Using the "EU passports" line at German immigration as a non EU passport holder

Disclaimer: Past experience is not a guarantee for future success.* Your treatment may depend on the level of privilege your passport implicitly conveys (Western vs. non-Western). Use at your own risk.

The way a country sets up and runs its immigration booths at entry points says much more than many officials seem to realize or care about.

U.S. immigration, for example, is the stuff of legend, with lines that rarely deserve the neat, mathematically pure interpretation of the term line as the shortest distance between point A and point B.
The only fleeting smile on the face of a DHS man the blogster has ever witnessed was in reaction to a fatigued child asking his parents "why do we have to get off in America?"

Another example, the UK, has queues that vary in appearance between cattle herding and the emptiness of interstellar space punctuated by terminals still running Windows XP (a few years ago, hopefully not today).

In some countries, there are lines by gender for men and women. We cannot report on how a transgender person gets through but have a feeling that policies vary between strict enforcement and don't ask, don't tell. 

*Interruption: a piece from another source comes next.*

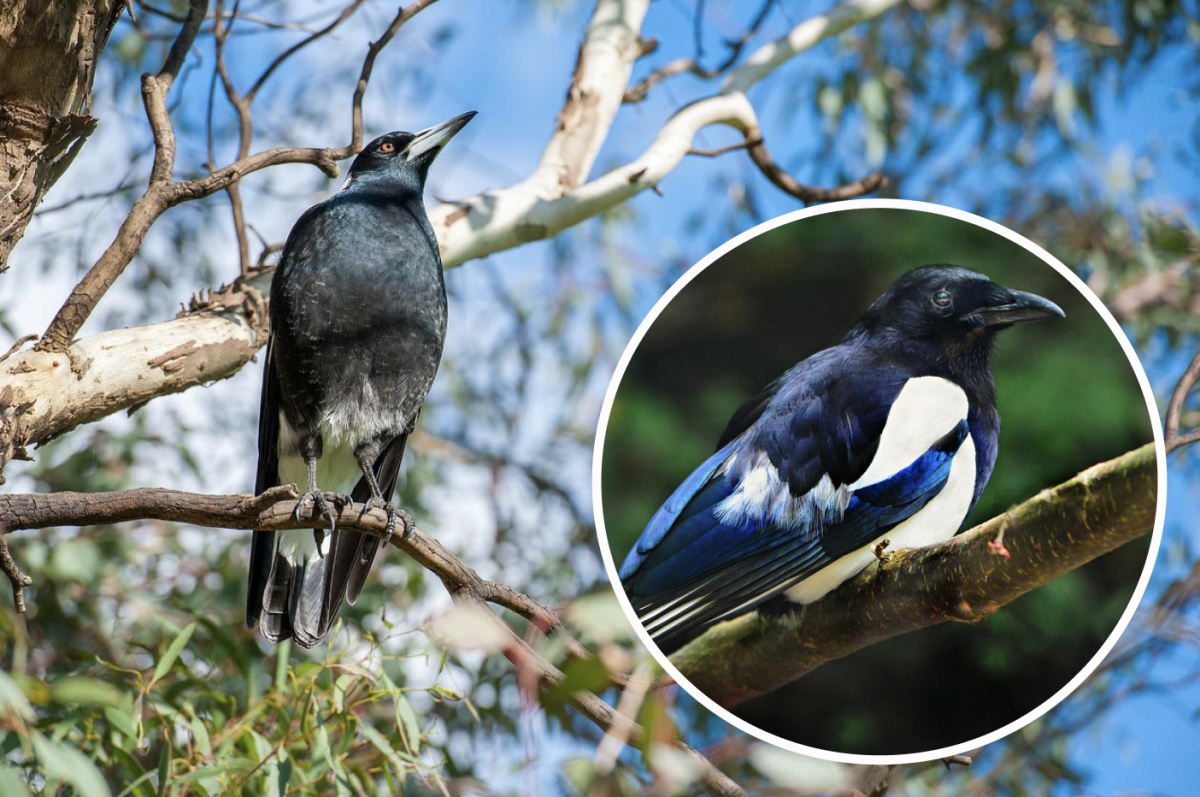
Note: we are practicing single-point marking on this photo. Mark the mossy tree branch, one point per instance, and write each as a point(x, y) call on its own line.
point(965, 579)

An un-German absence of forms to fill out can confuse Americans heading for German immigration booths.

Even more surprising is the fact that Germans don't enforce the "EU passports" signage at their entry points. Or they don't since automatic gates for EU citizens have taken almost all traffic away from the humans.

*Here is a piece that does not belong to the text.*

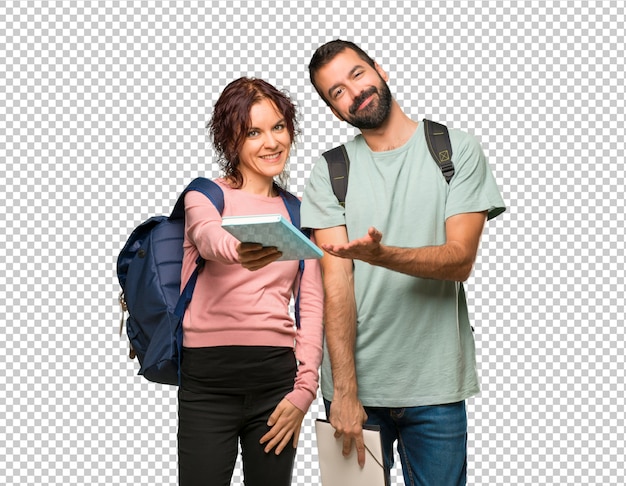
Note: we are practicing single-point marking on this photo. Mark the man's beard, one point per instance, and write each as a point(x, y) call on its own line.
point(375, 114)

Whatever the reason, the idle EU passports officer waved at the short line waiting for the non-EU booths and happily volunteered the following information:

1. If you hold a non-EU passport and have any kind of EU residence permit, simply go to the EU passports line.

2. If the "EU passports" officials have a short or no line, waltz over and get in line. Just be friendly.  If the official tells you that this is technically not your line, say sorry, and all will be fine.



* This applies to all areas of life.